June 30, 2009

Ms. Hoffman Regrets

Is all publicity good publicity?

The age-old question asked again by agent Kristin Nelson in response to an author's meltdown over a negative review.

My answer: No.

Ironically, the review wasn't that negative. It pointed out flaws in the novel and apparently gave away more of the plot than the author cared to see. The author responded with a series of Twitter blasts ("Now any idiot can be a critic...") and urged readers to write or call the reviewer with their opinions. She handily provided the reviewer's email address and telephone number.

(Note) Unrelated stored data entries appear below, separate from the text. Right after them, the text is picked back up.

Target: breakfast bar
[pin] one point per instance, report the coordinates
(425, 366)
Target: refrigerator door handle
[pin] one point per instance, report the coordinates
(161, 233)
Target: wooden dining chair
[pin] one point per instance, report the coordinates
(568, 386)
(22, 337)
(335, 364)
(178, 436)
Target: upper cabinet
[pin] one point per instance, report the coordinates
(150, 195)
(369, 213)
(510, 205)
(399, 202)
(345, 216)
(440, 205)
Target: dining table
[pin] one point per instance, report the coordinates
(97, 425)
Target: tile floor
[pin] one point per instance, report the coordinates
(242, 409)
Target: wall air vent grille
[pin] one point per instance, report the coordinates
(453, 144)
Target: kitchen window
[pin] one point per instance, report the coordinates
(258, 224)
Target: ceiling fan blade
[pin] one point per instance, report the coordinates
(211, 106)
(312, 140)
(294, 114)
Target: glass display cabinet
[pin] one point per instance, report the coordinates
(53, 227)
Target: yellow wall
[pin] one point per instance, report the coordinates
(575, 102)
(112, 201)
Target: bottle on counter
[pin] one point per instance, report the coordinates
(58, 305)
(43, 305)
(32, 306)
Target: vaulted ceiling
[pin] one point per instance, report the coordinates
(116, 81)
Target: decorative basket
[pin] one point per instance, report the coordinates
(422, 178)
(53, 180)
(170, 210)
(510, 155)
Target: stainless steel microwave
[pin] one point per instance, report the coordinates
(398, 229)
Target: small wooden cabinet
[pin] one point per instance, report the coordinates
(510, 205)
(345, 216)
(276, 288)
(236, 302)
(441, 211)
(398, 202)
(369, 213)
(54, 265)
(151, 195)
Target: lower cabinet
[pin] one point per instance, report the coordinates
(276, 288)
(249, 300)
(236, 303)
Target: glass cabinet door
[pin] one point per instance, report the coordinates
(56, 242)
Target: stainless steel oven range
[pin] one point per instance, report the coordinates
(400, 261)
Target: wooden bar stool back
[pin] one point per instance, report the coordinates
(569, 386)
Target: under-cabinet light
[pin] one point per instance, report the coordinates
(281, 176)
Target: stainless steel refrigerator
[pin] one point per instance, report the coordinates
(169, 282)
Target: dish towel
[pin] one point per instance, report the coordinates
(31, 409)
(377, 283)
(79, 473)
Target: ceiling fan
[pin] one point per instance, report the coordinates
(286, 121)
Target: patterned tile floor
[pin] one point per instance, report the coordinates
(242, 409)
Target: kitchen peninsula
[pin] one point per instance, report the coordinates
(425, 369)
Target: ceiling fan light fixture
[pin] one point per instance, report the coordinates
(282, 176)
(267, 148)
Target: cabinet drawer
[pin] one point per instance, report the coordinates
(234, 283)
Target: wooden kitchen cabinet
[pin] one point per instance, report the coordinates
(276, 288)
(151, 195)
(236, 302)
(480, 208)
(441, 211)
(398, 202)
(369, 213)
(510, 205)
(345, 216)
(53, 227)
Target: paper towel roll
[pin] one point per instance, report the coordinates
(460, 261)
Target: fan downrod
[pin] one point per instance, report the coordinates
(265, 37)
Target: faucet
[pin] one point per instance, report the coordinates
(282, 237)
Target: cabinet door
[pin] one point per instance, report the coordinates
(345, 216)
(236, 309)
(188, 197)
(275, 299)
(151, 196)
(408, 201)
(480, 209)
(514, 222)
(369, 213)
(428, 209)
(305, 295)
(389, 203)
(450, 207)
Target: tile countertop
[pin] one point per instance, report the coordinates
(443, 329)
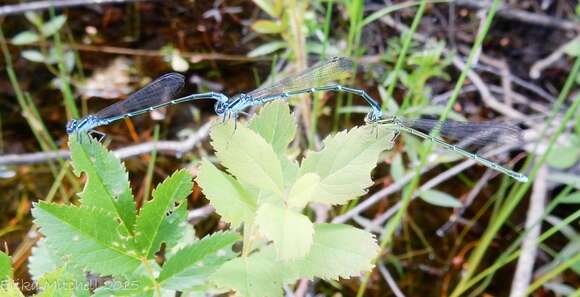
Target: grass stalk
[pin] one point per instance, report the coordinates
(316, 97)
(151, 166)
(408, 37)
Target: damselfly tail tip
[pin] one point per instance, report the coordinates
(71, 126)
(521, 178)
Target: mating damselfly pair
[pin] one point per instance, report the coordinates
(324, 76)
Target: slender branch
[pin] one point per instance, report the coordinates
(525, 267)
(169, 147)
(45, 5)
(506, 12)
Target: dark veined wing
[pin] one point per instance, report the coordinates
(159, 91)
(321, 74)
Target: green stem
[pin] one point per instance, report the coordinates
(403, 54)
(151, 166)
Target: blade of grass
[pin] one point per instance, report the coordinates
(64, 77)
(392, 8)
(403, 54)
(151, 166)
(356, 10)
(316, 102)
(507, 258)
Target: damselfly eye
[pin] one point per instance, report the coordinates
(220, 108)
(71, 126)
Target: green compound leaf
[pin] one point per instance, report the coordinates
(58, 283)
(276, 125)
(133, 285)
(226, 195)
(167, 198)
(24, 38)
(10, 289)
(90, 237)
(337, 251)
(439, 198)
(253, 276)
(303, 190)
(191, 266)
(107, 184)
(290, 231)
(5, 267)
(42, 260)
(248, 156)
(345, 163)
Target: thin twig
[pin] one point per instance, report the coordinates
(506, 12)
(390, 281)
(525, 266)
(169, 147)
(45, 5)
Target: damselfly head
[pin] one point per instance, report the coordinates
(220, 107)
(71, 126)
(373, 116)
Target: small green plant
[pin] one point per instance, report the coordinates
(267, 192)
(105, 235)
(152, 252)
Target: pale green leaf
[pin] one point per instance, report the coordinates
(10, 289)
(42, 260)
(58, 283)
(192, 265)
(290, 231)
(397, 168)
(290, 170)
(267, 48)
(34, 18)
(25, 38)
(267, 27)
(251, 276)
(303, 190)
(345, 163)
(90, 237)
(107, 185)
(45, 260)
(52, 26)
(439, 198)
(337, 251)
(33, 55)
(5, 267)
(172, 227)
(276, 125)
(226, 195)
(133, 285)
(167, 197)
(270, 7)
(248, 157)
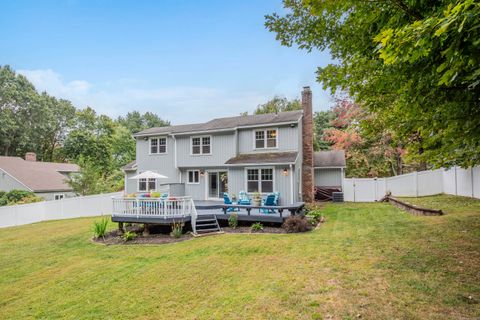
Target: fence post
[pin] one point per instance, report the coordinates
(415, 179)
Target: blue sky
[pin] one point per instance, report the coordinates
(188, 61)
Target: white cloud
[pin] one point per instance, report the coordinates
(179, 104)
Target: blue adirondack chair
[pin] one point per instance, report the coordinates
(227, 200)
(243, 198)
(269, 201)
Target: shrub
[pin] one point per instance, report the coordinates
(233, 220)
(177, 230)
(256, 227)
(129, 235)
(296, 224)
(100, 228)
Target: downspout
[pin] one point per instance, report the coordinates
(291, 183)
(175, 156)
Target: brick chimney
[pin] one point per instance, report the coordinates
(307, 131)
(31, 156)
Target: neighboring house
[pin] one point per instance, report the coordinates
(45, 179)
(264, 153)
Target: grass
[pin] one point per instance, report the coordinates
(368, 261)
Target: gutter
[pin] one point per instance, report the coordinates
(217, 130)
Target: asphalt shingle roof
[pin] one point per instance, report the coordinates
(227, 123)
(38, 176)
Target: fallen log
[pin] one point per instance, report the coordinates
(419, 211)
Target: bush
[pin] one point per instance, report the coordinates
(256, 227)
(100, 228)
(233, 220)
(129, 235)
(296, 223)
(177, 230)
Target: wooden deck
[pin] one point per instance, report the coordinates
(155, 212)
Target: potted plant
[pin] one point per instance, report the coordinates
(257, 199)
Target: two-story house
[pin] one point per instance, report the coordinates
(253, 153)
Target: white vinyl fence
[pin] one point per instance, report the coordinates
(67, 208)
(455, 181)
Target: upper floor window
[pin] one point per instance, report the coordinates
(147, 184)
(266, 138)
(158, 145)
(201, 145)
(193, 176)
(260, 180)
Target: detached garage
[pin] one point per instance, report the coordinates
(329, 171)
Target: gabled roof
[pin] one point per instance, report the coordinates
(227, 123)
(263, 158)
(329, 159)
(38, 176)
(130, 166)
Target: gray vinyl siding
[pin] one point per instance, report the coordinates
(222, 147)
(132, 185)
(160, 163)
(287, 140)
(8, 183)
(328, 177)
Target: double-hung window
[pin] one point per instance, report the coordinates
(260, 180)
(201, 145)
(158, 145)
(265, 139)
(147, 184)
(193, 177)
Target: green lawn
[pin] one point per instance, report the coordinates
(368, 261)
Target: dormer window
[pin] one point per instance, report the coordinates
(158, 145)
(266, 139)
(201, 145)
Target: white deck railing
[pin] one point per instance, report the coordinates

So after this blew up in the author's face like so many Soupy Sales cream pies, she issued this apology (emphasis mine):
I feel this whole situation has been completely blown out of proportion. Of course I was dismayed by Roberta Silman’s review which gave away the plot of the novel, and in the heat of the moment I responded strongly and I wish I hadn’t. I’m sorry if I offended anyone. Reviewers are entitled to their opinions and that’s the name of the game in publishing. I hope my readers understand that I didn’t mean to hurt anyone and I’m truly sorry if I did.
Actually, it hasn't been blown out of proportion. What was out of proportion was the author's response. And the ol' "I'm sorry if I offended anyone" is so weak. Someone who was "truly sorry" would have written, "People were right to be offended by what I did."

Matthew Shaer in the Christian Science Monitor chalks it up to "Web 2.0 inexperience." That may be, but if so there is no excuse. An author is a public figure and theoretically a professional communicator. Better figure out how to use them tools before you get started.